“CURRENCY WARS” — A BOOK TO READ!

This book explains why inflation will return a la 1970’s. It is written by Jim Rickards, an attorney and economist. Rickards likes gold.

Here is an excerpt from Wikipedia:

“Rickards was one of the first to say that the United States should return to a gold standard, which would be more stable than fiat money. Rickards believes that it is inevitable that the U.S. will return to a gold standard and says the question is whether the process of returning to the gold standard will be a smooth process with public debate, congressional hearings, commissions and government announcements that will enable markets to adjust or if it will be handled in a chaotic fashion with collateral damage, civil unrest and some sort of domestic military operations.

JAMES (JIM) RICKARDS

Rickards says currently, the U.S. is following the chaotic path. He says that a return to a gold standard would enable people to have confidence in the currency because they would know they could convert their paper money to gold at any time and the government would make payment and this would keep the system honest.

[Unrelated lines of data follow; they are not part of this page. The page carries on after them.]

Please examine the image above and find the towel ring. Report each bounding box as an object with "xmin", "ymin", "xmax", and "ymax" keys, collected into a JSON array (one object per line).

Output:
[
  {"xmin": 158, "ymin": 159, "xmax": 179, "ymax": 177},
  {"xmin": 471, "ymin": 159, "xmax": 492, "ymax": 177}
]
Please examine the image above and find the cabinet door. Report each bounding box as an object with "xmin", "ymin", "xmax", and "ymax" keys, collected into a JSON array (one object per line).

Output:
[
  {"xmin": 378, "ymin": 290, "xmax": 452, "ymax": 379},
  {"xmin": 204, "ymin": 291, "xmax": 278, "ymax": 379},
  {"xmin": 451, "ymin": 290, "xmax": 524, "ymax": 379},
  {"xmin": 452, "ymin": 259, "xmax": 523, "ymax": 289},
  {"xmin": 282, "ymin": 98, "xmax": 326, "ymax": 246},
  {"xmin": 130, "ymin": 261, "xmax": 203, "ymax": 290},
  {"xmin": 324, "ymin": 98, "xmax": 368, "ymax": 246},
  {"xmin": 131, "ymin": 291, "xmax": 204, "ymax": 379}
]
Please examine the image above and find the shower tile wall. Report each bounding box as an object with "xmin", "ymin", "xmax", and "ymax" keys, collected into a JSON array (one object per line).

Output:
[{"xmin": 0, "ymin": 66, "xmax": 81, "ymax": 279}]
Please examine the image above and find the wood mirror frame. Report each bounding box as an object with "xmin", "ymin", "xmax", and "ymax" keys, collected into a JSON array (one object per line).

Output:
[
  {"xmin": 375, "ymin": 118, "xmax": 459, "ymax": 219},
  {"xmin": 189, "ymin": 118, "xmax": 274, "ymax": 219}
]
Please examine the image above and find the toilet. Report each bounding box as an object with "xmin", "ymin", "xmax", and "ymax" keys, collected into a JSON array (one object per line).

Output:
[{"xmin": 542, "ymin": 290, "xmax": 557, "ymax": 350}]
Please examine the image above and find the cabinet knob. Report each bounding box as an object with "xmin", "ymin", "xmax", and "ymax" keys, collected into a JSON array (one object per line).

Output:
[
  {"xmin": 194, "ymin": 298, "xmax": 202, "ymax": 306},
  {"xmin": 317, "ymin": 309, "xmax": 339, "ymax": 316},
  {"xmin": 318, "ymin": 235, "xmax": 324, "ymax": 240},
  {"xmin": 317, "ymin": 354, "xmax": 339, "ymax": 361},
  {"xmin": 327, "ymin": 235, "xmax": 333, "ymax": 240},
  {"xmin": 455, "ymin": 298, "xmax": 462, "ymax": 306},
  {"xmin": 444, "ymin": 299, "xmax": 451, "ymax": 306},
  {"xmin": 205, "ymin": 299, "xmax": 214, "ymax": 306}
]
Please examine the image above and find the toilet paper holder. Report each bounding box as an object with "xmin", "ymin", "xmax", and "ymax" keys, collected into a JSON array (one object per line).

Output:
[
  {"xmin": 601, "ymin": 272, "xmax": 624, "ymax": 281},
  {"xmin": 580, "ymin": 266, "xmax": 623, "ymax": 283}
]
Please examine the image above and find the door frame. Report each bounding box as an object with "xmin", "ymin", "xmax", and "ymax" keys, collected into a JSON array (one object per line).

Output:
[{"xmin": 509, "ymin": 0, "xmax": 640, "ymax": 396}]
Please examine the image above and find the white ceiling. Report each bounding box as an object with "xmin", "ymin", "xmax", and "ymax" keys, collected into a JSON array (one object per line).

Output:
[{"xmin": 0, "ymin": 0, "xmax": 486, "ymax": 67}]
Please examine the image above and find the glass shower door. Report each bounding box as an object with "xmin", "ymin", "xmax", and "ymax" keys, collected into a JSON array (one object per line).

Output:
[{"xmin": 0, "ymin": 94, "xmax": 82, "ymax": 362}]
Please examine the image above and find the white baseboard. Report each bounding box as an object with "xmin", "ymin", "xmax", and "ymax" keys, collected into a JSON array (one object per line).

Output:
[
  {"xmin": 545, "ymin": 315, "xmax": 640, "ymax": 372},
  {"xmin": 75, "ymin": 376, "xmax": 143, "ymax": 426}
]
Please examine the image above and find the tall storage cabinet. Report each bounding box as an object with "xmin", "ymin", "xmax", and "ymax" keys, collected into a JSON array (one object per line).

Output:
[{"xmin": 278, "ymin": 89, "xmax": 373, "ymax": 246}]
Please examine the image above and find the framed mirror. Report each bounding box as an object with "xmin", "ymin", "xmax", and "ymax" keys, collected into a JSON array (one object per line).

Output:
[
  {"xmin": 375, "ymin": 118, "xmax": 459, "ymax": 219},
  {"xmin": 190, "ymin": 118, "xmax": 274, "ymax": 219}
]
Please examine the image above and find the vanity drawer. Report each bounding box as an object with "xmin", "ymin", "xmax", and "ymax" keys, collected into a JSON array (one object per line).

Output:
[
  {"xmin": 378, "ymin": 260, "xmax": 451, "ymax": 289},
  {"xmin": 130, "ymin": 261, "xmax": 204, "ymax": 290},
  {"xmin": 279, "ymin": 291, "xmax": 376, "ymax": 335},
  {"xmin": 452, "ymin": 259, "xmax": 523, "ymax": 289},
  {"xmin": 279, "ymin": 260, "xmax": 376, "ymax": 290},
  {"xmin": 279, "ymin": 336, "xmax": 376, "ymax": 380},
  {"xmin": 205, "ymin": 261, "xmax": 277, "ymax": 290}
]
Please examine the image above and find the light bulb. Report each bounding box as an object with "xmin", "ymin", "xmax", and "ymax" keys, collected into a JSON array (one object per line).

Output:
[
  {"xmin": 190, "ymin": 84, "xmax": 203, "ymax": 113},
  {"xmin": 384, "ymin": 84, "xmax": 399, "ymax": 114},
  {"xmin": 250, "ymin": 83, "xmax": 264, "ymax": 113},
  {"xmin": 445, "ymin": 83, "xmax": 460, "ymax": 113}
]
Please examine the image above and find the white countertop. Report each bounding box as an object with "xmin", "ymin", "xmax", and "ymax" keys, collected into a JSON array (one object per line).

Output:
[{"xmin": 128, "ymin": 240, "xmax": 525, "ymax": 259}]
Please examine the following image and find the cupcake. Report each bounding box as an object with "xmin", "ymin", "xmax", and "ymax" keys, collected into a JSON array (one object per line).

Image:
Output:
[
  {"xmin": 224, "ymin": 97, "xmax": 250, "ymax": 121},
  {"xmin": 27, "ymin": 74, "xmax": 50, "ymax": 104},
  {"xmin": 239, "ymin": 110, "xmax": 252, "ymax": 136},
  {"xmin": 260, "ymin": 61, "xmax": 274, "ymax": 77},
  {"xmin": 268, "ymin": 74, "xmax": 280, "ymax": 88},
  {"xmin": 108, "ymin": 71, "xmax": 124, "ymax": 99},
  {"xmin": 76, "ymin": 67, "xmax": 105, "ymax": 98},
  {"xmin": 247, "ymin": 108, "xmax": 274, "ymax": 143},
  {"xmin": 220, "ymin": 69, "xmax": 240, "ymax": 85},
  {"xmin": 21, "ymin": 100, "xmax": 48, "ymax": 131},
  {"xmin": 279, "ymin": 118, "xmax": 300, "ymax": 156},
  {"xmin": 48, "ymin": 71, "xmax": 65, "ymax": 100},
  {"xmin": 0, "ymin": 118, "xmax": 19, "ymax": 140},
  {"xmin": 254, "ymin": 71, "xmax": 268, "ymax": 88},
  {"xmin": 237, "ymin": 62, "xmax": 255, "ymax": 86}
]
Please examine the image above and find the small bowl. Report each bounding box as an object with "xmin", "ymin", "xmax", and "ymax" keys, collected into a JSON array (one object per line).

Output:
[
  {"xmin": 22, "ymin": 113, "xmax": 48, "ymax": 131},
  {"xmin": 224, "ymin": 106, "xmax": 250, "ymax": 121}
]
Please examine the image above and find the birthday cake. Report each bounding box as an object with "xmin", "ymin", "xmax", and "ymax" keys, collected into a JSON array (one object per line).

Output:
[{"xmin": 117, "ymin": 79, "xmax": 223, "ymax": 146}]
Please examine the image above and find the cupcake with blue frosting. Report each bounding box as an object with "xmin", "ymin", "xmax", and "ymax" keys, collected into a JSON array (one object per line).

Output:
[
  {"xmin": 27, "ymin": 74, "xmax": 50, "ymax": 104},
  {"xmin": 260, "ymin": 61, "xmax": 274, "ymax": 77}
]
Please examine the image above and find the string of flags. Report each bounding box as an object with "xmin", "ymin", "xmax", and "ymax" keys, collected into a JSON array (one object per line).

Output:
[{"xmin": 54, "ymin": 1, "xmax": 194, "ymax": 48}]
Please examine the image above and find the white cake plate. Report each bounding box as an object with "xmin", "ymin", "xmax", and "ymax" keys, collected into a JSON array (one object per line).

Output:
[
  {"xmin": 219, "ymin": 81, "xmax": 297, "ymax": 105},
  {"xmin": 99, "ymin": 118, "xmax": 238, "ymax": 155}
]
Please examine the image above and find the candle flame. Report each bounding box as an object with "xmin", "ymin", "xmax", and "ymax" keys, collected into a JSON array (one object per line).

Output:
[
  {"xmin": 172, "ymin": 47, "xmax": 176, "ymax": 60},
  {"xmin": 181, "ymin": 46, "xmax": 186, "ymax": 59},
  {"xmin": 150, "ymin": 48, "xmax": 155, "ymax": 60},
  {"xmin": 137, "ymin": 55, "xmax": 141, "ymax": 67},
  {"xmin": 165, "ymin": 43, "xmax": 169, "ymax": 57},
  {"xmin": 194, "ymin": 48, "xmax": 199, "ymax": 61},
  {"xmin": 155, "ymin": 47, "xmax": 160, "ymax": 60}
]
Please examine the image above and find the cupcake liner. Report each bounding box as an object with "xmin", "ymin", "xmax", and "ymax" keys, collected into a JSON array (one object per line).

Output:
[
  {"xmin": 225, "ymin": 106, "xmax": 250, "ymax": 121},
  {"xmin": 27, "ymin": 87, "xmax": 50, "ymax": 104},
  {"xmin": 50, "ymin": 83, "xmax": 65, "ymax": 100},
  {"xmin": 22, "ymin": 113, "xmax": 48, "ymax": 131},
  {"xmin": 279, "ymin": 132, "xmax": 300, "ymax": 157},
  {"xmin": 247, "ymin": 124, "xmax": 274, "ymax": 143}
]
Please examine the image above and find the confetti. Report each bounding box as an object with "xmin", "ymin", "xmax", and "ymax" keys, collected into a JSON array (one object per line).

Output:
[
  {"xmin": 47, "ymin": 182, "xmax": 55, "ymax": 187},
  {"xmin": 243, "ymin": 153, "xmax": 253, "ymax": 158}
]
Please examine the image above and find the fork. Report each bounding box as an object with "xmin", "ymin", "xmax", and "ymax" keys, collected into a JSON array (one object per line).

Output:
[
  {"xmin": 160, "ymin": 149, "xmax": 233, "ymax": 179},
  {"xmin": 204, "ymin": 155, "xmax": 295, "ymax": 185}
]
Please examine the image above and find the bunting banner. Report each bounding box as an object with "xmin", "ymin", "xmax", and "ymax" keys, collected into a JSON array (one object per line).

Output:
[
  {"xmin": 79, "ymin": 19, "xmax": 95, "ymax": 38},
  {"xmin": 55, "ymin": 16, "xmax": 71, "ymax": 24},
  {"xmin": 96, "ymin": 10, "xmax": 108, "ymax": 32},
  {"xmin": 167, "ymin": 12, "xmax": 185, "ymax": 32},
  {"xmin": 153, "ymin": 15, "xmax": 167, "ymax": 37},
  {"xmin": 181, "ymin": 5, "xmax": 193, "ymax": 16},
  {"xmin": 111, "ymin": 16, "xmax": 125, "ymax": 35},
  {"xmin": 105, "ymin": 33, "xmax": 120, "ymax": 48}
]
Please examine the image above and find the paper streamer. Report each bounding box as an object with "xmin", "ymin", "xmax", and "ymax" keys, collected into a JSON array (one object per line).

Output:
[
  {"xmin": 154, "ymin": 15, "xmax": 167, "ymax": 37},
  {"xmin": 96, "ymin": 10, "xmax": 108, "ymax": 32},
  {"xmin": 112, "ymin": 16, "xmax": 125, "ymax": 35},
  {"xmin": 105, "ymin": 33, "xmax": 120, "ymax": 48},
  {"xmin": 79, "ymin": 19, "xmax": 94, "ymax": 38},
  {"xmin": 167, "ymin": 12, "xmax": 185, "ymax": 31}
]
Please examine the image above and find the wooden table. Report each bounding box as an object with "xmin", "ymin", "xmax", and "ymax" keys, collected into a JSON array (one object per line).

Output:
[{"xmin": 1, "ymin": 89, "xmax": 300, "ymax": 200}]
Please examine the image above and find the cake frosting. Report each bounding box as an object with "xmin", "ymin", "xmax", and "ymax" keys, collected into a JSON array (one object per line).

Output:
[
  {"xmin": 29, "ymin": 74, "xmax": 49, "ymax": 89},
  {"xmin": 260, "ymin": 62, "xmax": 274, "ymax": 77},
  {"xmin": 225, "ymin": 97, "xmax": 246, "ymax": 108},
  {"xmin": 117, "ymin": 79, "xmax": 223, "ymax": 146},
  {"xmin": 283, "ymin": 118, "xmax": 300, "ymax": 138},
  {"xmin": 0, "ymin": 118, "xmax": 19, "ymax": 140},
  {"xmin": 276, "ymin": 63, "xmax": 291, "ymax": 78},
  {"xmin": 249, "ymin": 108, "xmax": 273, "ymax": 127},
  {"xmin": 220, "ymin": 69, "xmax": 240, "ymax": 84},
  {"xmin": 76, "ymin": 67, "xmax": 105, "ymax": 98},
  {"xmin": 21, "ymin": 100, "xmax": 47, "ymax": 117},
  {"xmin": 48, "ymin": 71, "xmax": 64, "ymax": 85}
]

Rickards believes that on an open market, the price of gold would be around $7,000 an ounce. He says the target price is between $5,000 and $10,000 per troy ounce in current U.S. dollars.

Dr. Pinna says:

Think about it! The money printing has not stopped.

“In 1971, President Nixon imposed national price controls and took the United States off the gold standard, an extreme measure intended to end an ongoing currency war that had destroyed faith in the U.S. dollar.

Today we are engaged in a new currency war, and this time the consequences will be far worse than those that confronted Nixon.

Currency wars are one of the most destructive and feared outcomes in international economics. At best, they offer the sorry spectacle of countries’ stealing growth from their trading partners.

At worst, they degenerate into sequential bouts of inflation, recession, retaliation, and sometimes actual violence. Left unchecked, the next currency war could lead to a crisis worse than the panic of 2008.

Currency wars have happened before-twice in the last century alone-and they always end badly. Time and again, paper currencies have collapsed, assets have been frozen, gold has been confiscated, and capital controls have been imposed. And the next crash is overdue. Recent headlines about the debasement of the dollar, bailouts in Greece and Ireland, and Chinese currency manipulation are all indicators of the growing conflict.”

dollar

As James Rickards argues in Currency Wars, this is more than just a concern for economists and investors. The United States is facing serious threats to its national security, from clandestine gold purchases by China to the hidden agendas of sovereign wealth funds. Greater than any single threat is the very real danger of the collapse of the dollar itself.

Baffling to many observers is the rank failure of economists to foresee or prevent the economic catastrophes of recent years. Not only have their theories failed to prevent calamity, they are making the currency wars worse. The U. S. Federal Reserve has engaged in the greatest gamble in the history of finance, a sustained effort to stimulate the economy by printing money on a trillion-dollar scale. Its solutions present hidden new dangers while resolving none of the current dilemmas.